Selvick’s battle with cancer came to an abrupt end in 2012 and Holley eventually returned home to Destin, Fla. forever keeping his close friends in his heart. Fast-forward almost two years and it’s Thursday at the Horseshoe and Selvick’s memory is front and center again.
Holley is back at the same property where he shared many hands with his late friend and he’s holding the chip lead in Event 6 of the Chicago Poker Classic, a $500 H.O.R.S.E. event. Selvick is fresh in his mind while Holley is heads-up against Orlando Romero holding a commanding chip lead. The dealer sends the final down card in stud and the hands are tabled, sending the last of Romero’s chips Holley’s way.
“He was a great guy with a big kind heart,” Holley said of Selvick. “Kind of rough like guys that work on boats, you know? He might curse you out, but he had a super huge heart. Being in Chicago and having a win, I have to dedicate this to John.”
Holley did his friend proud, but more than that, he honored his memory in one of the best ways possible – by playing just like he played when Selvick was footing the bill.
Holley is a 53-year-old fisherman and poker player from Destin, Fla. Impressively, the $12,907 first prize in Event 6 moved him over the $800,000 mark in career tournament earnings.

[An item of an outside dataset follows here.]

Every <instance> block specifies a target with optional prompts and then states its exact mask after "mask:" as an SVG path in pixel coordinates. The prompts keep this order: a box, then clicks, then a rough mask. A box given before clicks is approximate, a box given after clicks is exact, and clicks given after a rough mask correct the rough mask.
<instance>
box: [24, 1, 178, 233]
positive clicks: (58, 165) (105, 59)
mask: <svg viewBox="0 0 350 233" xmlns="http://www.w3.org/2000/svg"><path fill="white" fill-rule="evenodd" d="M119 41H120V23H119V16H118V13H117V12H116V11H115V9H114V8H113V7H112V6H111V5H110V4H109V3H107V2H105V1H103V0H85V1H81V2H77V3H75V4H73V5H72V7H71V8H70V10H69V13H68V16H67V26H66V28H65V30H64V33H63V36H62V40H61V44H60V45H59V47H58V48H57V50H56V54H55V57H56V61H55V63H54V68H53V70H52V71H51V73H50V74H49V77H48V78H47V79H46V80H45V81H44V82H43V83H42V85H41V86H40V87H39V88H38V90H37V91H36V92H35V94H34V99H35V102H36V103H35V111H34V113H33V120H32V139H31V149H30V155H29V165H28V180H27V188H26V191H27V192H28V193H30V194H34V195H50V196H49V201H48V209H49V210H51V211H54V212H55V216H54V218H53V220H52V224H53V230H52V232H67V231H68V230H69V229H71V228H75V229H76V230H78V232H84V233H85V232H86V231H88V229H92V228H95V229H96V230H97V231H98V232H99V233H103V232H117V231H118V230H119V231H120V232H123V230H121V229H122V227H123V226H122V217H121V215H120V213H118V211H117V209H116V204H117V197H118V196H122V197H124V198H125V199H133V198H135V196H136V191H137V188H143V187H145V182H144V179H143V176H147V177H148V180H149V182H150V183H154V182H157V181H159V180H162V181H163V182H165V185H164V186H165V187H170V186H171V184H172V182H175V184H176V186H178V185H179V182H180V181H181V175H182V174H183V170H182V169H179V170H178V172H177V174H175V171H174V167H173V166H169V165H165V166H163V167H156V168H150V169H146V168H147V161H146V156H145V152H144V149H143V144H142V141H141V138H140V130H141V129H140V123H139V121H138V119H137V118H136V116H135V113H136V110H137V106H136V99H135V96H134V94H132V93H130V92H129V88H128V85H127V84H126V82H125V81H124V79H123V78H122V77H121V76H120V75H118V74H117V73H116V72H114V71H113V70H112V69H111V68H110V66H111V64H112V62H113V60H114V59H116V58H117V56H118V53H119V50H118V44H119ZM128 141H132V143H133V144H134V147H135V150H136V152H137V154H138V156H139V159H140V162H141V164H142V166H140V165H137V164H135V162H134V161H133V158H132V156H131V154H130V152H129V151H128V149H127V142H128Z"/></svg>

“I’m a real spiritual man,” Holley said following his win. “I thank the Lord for giving me an opportunity to play poker for a living. He let me fish forever and now He’s letting me play cards.”
Event 6 was the sixth of 10 numbered events on the 2014 CPC schedule. The $500 H.O.R.S.E. tournament drew 108 entries generating a $46,094 prize pool. The top 16 players were paid. Notables to participate in the event include 2004 WSOP Main Event Champion Greg Raymer and gold bracelet winner Dan Heimiller.
Event 6 final table results:
1st: John Holley – $12,907
2nd: Orlando Romero – $7,978
3rd: Robert Garibay – $5,281
4th: Randall Ristich – $3,728
5th: Kristopher Tong – $2,796
6th: John Ryan – $2,220
7th: Vu Hoang – $1,861
8th: Brandon Shack-Harris – $1,641
2014 Chicago Poker Classic results:
- Event 1: $350 NLH Re-Entry – Chris Karambinis defeated 3,092 entries for $168,039
- Event 2: $500 NLH – Sachin Bhargava defeated 806 entries for $104,263
- Event 3: $400 PLO – Ben Sagan defeated 194 entries for $19,854
- Event 4: $350 NLH – Matt Kirby defeated 285 entries for $20,321
- Event 5: $600 NLH Six Max – Drake Bronk defeated 269 entries for $37,695
- Event 6: $500 HORSE – John Holley defeated 108 entries for $12,907
- Event 7: $350 NLH Stimulus – TBD
2014 Chicago Poker Classic upcoming events:
- Event 8: $1,500 Main Event – Friday/Saturday, May 9-10, 12 p.m.
- Event 9: $250 NLH Re-Entry – Saturday/Sunday, May 10-11, 1 p.m., 4 p.m., 7 p.m.
- Event 10: $350 NLH Turbo – Monday, May 12, 12 p.m.